AM: The biggest challenge was finding Brooke. It was always conceived as a full nudity role, and it’s interesting how in the end the film doesn’t have that much that would be controversial in terms of the sexuality. It’s very naturalistic, and very organic. I don’t feel like any of it is gratuitous. That’s what my casting director Allison Twardziak was always communicating to agencies. But I had never made a feature before, so people didn’t really have a reference, and were afraid that I would make a movie that is exposing their actors in a way that is not helpful to their careers. So I was spending a lot of time convincing people that it’s a character-driven film, and it’s going to be really all about the intimacy. I ended up recasting the female lead twice because of different obstacles that came up in the process of either negotiating the contract or defining the nudity. Or just being on the same page in terms of how this should work. And then I found Brooke when we were tech scouting. [she laughs] We were supposed to shoot in January, and I just really saw it from the second she came in. I had seen scenes of her previous work, Gabi on the Roof in July, and she was in a play at the time. And after like three months of looking at people and re-envisioning the film, with every actor that we were considering for the lead, it was a very calm, peaceful moment of like, “Okay, this is it, I see the movie now.” And then from there we waited six months for Brooke to finish her obligations in Los Angeles, and her play in New York, and then we shot in July, as you know. What was most rewarding was just being on set with you guys, finally, after waiting for awhile to be there. And then just seeing how you guys worked together, it just was so much fun.

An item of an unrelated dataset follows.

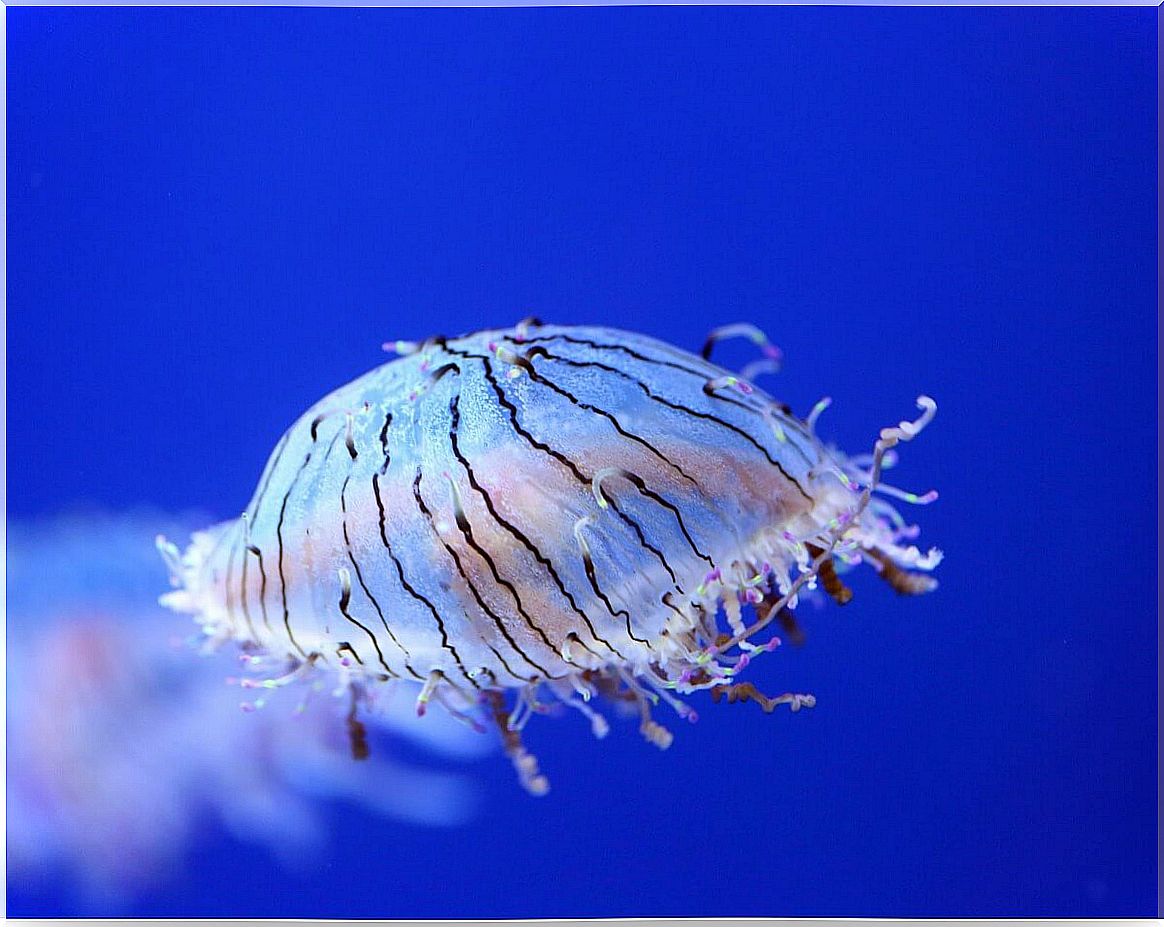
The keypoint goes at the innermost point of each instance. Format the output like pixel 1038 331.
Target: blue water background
pixel 217 216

MM: Yeah, I agree with you. I think the biggest challenge was in the early scenes, wanting to communicate with Brooke, but not being able to. Because my natural tendency is, if I don’t want to communicate I fend it off with some kind of anger or fear, and I want to just put up a shield. But I wanted so badly to communicate with Brooke, and it was difficult to not communicate with her. And the most rewarding thing was, I remember lying in the bed before [the scene where] we have sex, and I remember I felt so comfortable with her. It was really fun to work with her because we did get so comfortable together. I felt like I had developed a relationship with her.

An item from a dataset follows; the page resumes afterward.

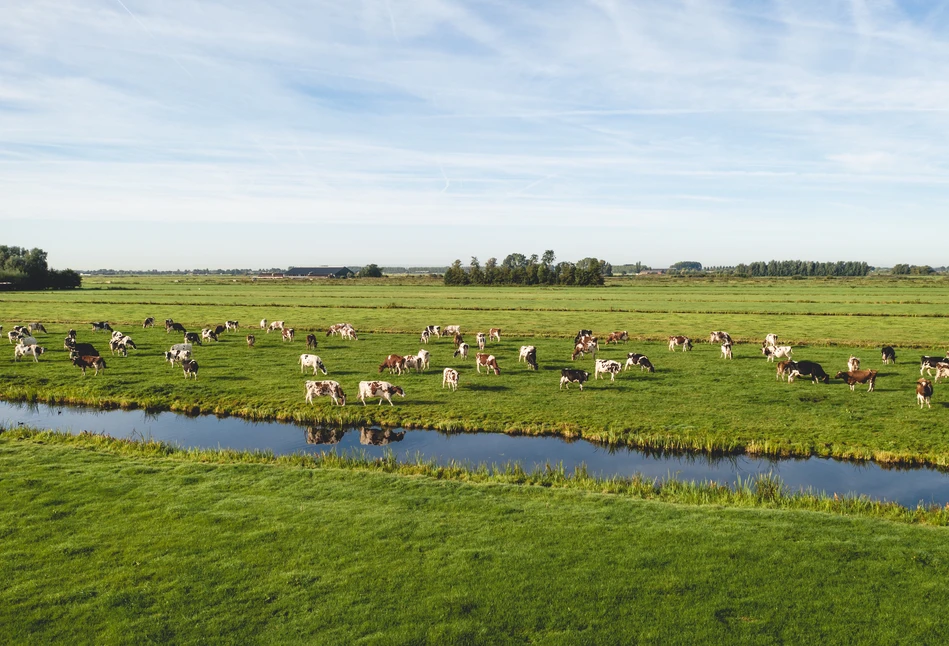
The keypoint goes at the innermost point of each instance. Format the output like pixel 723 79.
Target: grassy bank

AM: This was a big risk, not to put you guys in a room and see how you would play off one another. Which was always how I intended to do it. When I started with casting that was always the game plan, cast Ronah first and then put the top candidates for Johnny with her and see what happens. But then it all happened differently. I just had a gut feeling about that being sort of right, although I knew it was going to be a risk. And then it was so rewarding to see that you guys actually had this chemistry. On set, I just saw you guys do your thing, and I was just like, “Okay, I don’t have to worry about anything.”